13. NALEVING EN MONITORING VAN DE GEDRAGSCODE
13.1. De directie van RDG heeft de verantwoordelijkheid ervoor te zorgen dat:
- de Gedragscode bekend gemaakt wordt aan en nageleefd wordt door alle werknemers;
- alle werknemers verantwoordelijk zijn voor naleving van de Gedragscode en
- dat alle werknemers eenmaal per jaar schriftelijk bevestigen dat ze de Gedragscode nageleefd hebben door middel van ondertekening van de laatste pagina van de Gedragscode en het retour zenden hiervan aan de personeelsadministratie.
13.2. Werknemers moeten een vermoeden van belangrijke schendingen van de Gedragscode of frauduleuze incidenten rapporteren aan de Chief Executive Officer van RDG of, indien het om een directielid gaat, aan de voorzitter van de Raad van Commissarissen van RDG. Anoniem kunnen meldingen gedaan worden bij de externe meldlijn xxxxxxxxxxxxxx@xx.xx.xxx.
Een lijst van alle schendingen van de Gedragscode en fraude moet bijgehouden worden door de Chief Executive Officer van RDG.
13.3. RDG beschouwt elke schending van de Gedragscode als een ernstig feit en deze zal als zodanig behandeld worden.

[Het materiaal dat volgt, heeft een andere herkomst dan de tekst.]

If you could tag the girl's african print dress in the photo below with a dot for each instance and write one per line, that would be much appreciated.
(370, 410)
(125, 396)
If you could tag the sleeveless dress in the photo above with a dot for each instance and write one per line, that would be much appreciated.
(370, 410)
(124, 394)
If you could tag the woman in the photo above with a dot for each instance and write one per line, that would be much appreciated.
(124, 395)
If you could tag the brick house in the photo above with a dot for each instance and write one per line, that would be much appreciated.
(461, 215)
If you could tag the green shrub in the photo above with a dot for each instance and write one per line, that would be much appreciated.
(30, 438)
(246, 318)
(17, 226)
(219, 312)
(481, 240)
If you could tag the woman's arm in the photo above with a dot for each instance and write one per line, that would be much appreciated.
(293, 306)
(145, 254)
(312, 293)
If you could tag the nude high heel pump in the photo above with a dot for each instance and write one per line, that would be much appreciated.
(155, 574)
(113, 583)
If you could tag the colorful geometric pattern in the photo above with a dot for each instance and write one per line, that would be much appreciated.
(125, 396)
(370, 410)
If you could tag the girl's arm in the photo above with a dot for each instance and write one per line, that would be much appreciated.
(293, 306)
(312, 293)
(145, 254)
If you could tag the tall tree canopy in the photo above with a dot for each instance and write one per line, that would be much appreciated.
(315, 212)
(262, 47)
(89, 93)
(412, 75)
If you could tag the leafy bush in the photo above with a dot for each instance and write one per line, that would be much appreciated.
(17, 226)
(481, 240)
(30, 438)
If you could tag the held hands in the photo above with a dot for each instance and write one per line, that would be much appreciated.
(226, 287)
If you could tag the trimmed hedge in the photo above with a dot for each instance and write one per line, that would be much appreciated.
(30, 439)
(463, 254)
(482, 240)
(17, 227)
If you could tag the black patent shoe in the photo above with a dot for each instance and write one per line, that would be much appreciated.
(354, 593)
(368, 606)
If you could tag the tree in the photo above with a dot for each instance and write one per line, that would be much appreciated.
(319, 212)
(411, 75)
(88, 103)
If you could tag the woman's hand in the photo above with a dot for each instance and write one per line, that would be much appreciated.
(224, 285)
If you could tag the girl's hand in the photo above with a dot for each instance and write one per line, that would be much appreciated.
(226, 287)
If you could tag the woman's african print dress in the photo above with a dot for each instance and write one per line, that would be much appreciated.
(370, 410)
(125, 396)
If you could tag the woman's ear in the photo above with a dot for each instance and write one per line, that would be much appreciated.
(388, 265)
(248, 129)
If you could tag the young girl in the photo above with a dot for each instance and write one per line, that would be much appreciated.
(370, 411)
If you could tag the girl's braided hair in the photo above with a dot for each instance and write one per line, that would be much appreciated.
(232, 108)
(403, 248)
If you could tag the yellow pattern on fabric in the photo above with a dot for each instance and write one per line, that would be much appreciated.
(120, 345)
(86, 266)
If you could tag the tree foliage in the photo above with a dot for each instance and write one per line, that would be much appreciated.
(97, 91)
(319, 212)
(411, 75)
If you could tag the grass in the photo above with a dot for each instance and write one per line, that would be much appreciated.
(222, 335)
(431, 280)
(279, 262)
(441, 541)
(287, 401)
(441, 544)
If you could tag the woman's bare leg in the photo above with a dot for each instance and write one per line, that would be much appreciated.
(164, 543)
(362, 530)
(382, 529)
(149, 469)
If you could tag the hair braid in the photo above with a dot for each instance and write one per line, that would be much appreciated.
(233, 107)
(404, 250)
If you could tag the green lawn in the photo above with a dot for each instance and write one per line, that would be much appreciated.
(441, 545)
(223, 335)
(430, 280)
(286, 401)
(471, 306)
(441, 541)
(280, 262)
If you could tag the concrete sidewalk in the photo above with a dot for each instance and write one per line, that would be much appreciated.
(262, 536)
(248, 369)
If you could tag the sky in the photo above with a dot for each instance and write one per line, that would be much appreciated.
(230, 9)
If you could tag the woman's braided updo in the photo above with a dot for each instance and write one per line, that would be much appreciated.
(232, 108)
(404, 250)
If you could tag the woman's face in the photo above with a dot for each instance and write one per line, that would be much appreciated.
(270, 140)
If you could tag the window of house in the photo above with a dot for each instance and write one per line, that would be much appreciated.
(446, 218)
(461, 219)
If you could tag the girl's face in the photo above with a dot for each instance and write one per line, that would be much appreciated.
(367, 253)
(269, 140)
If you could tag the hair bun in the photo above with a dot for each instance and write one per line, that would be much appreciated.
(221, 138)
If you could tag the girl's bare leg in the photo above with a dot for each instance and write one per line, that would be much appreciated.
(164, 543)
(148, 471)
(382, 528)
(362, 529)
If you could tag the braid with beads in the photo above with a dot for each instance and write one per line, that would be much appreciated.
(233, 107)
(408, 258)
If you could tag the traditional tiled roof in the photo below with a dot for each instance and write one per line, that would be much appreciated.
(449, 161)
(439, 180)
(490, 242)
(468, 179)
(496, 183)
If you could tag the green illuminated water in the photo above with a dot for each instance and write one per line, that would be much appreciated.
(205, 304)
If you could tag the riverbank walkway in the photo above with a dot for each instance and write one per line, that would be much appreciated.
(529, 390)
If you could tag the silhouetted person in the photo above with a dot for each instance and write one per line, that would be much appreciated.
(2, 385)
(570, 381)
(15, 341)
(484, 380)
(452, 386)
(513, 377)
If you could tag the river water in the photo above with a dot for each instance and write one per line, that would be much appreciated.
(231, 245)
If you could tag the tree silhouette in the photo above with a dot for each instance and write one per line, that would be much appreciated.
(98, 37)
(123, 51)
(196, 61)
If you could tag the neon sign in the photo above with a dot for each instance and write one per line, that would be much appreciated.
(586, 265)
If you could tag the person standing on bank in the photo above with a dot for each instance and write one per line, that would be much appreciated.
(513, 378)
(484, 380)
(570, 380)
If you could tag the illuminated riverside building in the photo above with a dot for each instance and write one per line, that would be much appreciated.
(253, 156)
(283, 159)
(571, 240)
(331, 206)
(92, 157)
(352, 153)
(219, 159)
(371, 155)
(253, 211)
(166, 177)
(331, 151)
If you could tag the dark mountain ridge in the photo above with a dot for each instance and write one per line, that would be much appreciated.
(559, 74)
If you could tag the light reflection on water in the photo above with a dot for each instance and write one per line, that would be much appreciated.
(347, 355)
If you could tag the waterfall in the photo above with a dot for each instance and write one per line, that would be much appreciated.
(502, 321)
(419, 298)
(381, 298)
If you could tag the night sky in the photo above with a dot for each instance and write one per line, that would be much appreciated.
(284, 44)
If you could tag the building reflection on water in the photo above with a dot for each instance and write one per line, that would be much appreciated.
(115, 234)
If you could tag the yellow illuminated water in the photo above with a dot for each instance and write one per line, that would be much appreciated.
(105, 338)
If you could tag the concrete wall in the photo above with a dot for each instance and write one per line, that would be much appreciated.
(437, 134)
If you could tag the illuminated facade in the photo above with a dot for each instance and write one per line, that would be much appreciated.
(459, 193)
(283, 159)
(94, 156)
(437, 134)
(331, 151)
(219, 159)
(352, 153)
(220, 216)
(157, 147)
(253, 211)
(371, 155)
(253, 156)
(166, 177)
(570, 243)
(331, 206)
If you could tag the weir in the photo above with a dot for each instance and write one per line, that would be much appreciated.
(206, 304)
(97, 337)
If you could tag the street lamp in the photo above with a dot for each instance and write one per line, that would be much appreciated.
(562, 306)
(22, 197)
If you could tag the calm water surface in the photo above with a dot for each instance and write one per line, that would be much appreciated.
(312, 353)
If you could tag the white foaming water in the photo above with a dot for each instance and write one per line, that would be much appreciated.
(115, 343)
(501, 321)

RDG zal elke schending en elk geval van fraude zeer ernstig opnemen, en een dergelijke melding zal onderhevig zijn aan het reglement van de Klokkenluidersregeling. Elke overtreder kan bestraffing verwachten. Die kan ontslag inhouden, en indien noodzakelijk vervolging.
Door ondertekening verklaar ik de bepalingen in deze gedragscode te hebben nageleefd en geen onrechtmatigheden te hebben gepleegd en/of daarmee bekend te zijn.